Hercule Poirot will soon be 100 – or rather, since he was basically retired when he started his English-language career, I suppose he'll be well over 150. The Belgian sleuth first appeared in The Mysterious Affair at Styles (1920), which has long been in the public domain and is thus free on several e-book platforms. I figured I'd read it, in the interests of completism and being lulled to sleep at night.

Styles is an archetypal murder mystery. A country house, a wealthy testatrix with a penchant for changing her will, various wannabe heirs at one another's throats, a gold-digging new husband, our narrator Hastings in the midst of it all, and nearby, without the slightest attempt at plausibility, a semi-retired Belgian master detective.

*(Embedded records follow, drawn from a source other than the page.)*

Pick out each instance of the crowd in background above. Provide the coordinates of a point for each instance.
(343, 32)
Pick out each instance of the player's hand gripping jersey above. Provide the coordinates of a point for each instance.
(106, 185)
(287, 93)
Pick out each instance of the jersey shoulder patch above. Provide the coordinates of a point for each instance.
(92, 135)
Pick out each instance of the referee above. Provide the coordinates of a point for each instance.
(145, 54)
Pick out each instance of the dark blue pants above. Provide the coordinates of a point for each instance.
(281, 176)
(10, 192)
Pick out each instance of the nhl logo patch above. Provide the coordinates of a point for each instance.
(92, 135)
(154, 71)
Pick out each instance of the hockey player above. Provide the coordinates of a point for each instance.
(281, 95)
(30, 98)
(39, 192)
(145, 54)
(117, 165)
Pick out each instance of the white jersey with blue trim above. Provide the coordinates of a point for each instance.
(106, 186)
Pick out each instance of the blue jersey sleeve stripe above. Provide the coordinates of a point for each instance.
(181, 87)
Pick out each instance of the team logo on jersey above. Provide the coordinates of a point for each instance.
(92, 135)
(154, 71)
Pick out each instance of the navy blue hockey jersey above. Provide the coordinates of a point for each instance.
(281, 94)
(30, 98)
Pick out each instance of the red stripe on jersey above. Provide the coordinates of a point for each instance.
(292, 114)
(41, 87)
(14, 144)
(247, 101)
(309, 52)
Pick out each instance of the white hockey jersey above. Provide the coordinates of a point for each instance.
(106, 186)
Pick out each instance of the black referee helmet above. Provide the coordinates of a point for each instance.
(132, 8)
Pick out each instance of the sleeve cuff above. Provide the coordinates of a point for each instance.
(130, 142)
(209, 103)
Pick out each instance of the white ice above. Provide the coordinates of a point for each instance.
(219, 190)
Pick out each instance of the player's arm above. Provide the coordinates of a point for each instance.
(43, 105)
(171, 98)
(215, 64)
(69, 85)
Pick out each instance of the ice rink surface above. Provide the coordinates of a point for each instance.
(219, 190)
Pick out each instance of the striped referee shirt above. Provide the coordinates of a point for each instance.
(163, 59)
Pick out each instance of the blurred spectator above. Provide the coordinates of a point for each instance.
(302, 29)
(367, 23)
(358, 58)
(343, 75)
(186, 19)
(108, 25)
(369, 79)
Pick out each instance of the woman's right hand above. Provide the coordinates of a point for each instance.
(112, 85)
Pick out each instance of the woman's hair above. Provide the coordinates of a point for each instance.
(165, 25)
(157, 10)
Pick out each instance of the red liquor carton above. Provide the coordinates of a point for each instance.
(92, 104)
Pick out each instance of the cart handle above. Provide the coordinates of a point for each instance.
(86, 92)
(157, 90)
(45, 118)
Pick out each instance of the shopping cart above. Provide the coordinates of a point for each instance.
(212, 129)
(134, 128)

When Mrs. Inglethorp collapses from a fatal dose of strychnine, things don't look good for said gold-digging Mr. Inglethorp. But everybody else in the house seems to have a motive for the murder, including two stepsons, the wife of one of them, loyal retainers, and a sinister expert on strychnine who (as Christie's persistent anti-Semitism prompts Hastings to inform us) is an adventuring Jew.

Poirot, as is sometimes his wont, seems to pay little attention to the maelstrom of motives, which in any case is so overdetermining as to throw little light on the case. Instead he begins to examine a set of clues that include coffee cups, cocoa cups, candle-grease stains, jimmied coffres-forts, strychnine vials, pantomime beards, and scraps of green fabric torn from women's clothing. Poirot's solution to the mystery involves a concatenation of poisons, traces, plots, counter-plots, and precise timing that is all frankly somewhat insane. At one point, to steady his nerves, the great Belgian starts building a house of cards. He does this apparently just to annoy Hastings, but it's an emblematic moment. The Poirot solution to many a murder case reads like a verbal house of cards. The slightest miscalculation will send it toppling. But he, Hercule Poirot, never miscalculates.

The characters are forgettable, the ideologies dubious, the plot absurd, and the Poirot series would get a lot better, but The Mysterious Affair at Styles remains readable enough after a century. Many another best-seller from the period has passed beyond the bounds of bearability, so that's saying quite a lot.

Christie, Agatha. The Mysterious Affair at Styles. 1920. Amazon Classics, n.d. Kindle Edition.